Tu laisses ma bouche et je t’entends sucer les doigts d’Emilio, je me sens abandonnée,  jusqu’à ce qu’il mette les doigts de son autre main dans ma bouche, je les suce et les mords avec délice mais… tu me manques, mon amour !

Tu parles à Emilio, trop vite pour que je comprenne, il se lève, j’entends des bruits de tissu, un bruit métallique, il doit se déshabiller, il ne l’avait donc pas fait encore ! Tes doigts courent sur mon visage, caressent mon cou, mes lèvres, j’entends Emilio se rapprocher et soudain je sens une queue sur mes lèvres. Ce n’est pas la tienne. Elle est fine et souple, douce, elle caresse ma bouche, glisse sur mon visage, elle rencontre tes doigts. Tes doigts la dirigent, lui font parcourir mes joues, tu la caresses en même temps que mon visage, tu joues avec elle, j’entends Emilio grogner, je ne peux pas te voir, j’aimerais pourtant déchiffrer ton expression pour savoir ce que tu ressens à voir et diriger cette queue sur mon visage. Tu la glisses entre mes lèvres, je la lèche, caresse son gland de ma langue… Sa queue, tes doigts, ton souffle court, la vision t’excite je crois, pour moi c’est un cocktail de sensations détonantes, c’est trop, je n’en peux plus,  je râle, je tire sur mes entraves, le désir me tue, je veux qu’il me prenne, maintenant, je te le dis, tu traduis, il se déplace, docile (tes désirs sont des ordres ?).

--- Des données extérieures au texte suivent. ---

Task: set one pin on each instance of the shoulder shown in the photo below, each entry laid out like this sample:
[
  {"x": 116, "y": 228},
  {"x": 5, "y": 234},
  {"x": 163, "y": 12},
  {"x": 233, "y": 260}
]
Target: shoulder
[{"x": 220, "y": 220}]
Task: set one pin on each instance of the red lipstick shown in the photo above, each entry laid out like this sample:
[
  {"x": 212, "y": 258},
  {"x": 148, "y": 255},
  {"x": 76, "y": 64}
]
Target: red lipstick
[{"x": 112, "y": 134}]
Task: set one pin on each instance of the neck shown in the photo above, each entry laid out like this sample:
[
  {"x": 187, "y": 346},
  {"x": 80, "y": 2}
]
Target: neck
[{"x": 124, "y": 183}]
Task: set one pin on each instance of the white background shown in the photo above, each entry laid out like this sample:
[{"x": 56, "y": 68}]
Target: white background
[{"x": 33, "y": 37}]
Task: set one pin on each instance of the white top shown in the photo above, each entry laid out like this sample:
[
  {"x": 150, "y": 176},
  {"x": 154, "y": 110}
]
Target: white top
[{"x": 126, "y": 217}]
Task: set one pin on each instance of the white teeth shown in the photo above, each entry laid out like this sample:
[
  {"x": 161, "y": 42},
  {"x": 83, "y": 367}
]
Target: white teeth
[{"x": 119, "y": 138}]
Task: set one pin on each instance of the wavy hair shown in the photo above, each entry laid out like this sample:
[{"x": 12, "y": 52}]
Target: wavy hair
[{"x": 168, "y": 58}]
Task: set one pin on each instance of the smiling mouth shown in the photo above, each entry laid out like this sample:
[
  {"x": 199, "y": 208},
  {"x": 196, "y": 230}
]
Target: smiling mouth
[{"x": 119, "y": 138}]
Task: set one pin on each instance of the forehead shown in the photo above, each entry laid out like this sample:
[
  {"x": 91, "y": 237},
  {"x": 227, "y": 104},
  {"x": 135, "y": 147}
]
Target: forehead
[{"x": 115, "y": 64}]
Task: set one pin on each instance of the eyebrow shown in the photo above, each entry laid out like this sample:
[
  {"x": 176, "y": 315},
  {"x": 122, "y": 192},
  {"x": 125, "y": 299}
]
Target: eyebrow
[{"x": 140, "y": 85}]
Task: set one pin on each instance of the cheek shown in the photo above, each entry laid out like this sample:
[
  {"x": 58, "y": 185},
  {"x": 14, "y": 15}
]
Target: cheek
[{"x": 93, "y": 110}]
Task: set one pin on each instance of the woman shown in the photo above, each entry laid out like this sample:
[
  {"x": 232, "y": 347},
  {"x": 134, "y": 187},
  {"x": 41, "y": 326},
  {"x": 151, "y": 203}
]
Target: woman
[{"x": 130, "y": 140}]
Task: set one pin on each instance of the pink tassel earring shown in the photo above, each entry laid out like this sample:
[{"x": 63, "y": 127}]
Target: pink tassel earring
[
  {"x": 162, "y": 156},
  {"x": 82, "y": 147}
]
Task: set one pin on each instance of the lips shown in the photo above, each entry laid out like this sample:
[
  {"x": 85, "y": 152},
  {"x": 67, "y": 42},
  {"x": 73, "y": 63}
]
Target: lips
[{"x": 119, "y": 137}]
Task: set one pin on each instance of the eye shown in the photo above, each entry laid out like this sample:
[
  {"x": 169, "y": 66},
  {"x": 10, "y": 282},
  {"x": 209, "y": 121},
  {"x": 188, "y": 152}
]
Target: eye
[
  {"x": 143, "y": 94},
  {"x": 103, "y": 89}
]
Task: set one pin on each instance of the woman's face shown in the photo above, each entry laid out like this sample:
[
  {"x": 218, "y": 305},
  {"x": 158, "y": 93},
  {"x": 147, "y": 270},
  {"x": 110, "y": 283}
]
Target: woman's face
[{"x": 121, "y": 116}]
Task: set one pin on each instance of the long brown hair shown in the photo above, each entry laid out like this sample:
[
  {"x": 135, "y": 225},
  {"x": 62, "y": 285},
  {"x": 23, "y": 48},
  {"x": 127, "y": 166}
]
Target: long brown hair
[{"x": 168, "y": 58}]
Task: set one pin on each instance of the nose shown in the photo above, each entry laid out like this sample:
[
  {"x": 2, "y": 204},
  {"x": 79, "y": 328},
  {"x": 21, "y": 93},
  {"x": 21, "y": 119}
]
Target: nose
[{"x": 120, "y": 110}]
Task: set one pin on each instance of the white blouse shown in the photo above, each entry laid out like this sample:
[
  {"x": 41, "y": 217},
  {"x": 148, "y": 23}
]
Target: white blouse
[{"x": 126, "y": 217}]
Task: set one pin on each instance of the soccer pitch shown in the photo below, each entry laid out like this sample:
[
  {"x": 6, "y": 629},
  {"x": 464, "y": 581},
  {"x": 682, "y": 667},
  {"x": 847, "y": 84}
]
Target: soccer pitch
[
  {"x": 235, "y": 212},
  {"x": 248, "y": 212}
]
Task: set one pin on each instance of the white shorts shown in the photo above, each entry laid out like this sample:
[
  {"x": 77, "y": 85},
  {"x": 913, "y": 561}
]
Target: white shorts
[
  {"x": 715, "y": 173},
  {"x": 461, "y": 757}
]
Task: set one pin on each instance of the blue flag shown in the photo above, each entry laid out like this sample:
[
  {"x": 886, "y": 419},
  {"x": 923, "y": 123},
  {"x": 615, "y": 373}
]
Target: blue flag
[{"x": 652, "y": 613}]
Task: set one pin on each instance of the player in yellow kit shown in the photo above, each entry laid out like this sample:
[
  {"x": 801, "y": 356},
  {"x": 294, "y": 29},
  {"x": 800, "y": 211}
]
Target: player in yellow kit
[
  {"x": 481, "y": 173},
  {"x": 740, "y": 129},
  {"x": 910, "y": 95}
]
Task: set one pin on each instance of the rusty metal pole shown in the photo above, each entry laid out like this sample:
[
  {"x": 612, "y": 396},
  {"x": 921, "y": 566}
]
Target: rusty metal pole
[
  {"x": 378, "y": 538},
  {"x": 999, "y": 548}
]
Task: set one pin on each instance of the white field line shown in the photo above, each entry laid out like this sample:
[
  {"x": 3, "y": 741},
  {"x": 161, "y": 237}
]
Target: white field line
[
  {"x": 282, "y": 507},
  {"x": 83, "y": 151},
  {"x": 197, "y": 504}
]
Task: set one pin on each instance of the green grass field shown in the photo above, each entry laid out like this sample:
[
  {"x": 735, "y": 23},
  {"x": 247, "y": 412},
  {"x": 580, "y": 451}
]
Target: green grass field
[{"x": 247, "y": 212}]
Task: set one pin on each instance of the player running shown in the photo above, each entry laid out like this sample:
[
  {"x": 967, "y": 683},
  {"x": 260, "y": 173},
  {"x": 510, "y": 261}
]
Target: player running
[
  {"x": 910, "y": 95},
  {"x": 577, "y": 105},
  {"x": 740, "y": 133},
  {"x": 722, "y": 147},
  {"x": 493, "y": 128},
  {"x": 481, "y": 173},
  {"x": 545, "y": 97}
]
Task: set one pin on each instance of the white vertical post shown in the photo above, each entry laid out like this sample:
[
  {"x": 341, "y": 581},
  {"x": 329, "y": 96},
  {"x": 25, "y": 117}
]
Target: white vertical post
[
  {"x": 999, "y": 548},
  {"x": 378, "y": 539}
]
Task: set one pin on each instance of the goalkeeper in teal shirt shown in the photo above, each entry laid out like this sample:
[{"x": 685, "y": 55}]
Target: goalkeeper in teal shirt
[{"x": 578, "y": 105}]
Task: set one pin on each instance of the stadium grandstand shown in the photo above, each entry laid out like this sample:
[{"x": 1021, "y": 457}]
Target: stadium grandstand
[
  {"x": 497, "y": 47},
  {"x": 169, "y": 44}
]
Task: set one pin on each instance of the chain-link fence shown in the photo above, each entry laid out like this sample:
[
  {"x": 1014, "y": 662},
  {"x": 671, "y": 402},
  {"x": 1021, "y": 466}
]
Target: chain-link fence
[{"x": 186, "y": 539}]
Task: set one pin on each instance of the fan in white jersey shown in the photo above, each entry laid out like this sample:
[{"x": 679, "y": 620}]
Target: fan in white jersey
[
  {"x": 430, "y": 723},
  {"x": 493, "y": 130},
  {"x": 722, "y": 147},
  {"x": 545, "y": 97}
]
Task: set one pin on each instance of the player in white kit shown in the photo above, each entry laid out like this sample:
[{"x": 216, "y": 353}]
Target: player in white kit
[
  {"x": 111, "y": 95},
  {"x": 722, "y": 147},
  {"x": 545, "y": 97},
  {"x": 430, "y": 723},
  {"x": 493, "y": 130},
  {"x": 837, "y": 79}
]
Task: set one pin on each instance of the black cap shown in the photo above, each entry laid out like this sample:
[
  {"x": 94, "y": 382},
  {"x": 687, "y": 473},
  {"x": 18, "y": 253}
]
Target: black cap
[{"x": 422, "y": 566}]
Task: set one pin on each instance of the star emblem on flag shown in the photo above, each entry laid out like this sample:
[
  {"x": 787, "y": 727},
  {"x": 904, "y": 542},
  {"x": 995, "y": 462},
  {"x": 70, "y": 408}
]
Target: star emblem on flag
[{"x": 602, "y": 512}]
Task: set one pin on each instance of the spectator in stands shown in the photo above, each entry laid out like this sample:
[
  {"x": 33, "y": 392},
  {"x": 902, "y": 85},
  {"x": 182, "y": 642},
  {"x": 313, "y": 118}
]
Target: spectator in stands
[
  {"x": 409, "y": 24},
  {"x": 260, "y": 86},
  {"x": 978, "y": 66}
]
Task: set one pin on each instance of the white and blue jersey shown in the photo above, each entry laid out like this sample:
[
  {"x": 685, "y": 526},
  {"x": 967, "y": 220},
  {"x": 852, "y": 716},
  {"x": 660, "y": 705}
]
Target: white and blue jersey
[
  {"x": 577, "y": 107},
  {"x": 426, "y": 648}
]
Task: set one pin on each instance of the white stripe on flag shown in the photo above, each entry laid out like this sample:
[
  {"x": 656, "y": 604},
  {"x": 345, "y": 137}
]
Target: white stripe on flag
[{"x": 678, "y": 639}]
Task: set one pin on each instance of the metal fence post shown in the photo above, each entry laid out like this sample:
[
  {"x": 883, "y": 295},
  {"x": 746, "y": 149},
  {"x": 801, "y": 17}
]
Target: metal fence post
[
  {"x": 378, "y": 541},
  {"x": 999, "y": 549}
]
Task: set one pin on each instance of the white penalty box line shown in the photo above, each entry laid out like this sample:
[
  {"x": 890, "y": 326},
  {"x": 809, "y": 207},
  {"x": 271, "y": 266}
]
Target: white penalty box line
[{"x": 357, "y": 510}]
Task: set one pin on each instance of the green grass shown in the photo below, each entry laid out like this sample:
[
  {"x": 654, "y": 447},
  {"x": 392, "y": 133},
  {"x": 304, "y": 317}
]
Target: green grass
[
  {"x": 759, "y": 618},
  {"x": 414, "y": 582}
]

Je l’entends qui s’affaire, déchire l’emballage du préservatif, je tremble dans l’attente, les secondes sont interminables, c’est un supplice ! Enfin il se place entre mes jambes, soulève mes fesses de ses mains, et il rentre doucement au début, puis plus fort et commence à bouger en maintenant mes fesses. Mon soupir est un soupir de soulagement et mon excitation est telle que j’explose instantanément, le corps arqué en arrière, je ne sais pas où tu es, tu ne me touches plus, ma voix est rauque, le souffle me manque, mon orgasme est terrible mais pourtant je me sens triste, tu me manques, je t’appelle, où es tu, ne pas te voir, ne pas te sentir est une torture. « Je suis là » me rassures-tu enfin en caressant mes cheveux, « je te regardais jouir et c’était magnifique » et tu promènes maintenant ta queue sur mon visage tout en la caressant de plus en plus fort.  « Je vais jouir, mi amor, je vais jouir dans ta bouche » me murmures-tu, et tu jaillis sur mes lèvres et t’enfonces dans ma bouche tandis qu’Emilio cramponne mes hanches et se crispe dans un cri. Alors je repars de plus belle, comblée par cette double présence, traversée de spasmes de plaisir comme par un courant électrique, les liens me font mal tellement je tire dessus, j’ai l’impression d’être démultipliée, les couleurs explosent dans ma tête j’ai rarement joui aussi fort, je jubile, je ris, je pleure, c’est …

Mon Dieu c’est cosmique !

« Je t’aime » soufflé-je avant de me laisser retomber, morte ou presque, la respiration haletante, mon cur battant à tout rompre.

Emilio se retire doucement en me caressant, il soupire et reste allongé, sa tête sur ma cuisse, sa main caressant mon ventre. Je n’ai toujours pas vu son visage… 

Tendrement, tu détaches les bracelets, caresses les marques laissées sur mes poignets, et me prends dans tes bras en t’allongeant. Emilio vient nous rejoindre et s’allonge lui aussi contre moi.

Seul le bruit de nos respirations rompt le silence de notre retour au réel.

 

 

[1] Que tu es belle, Leo. J’aime tes jambes. J’aime ta peau.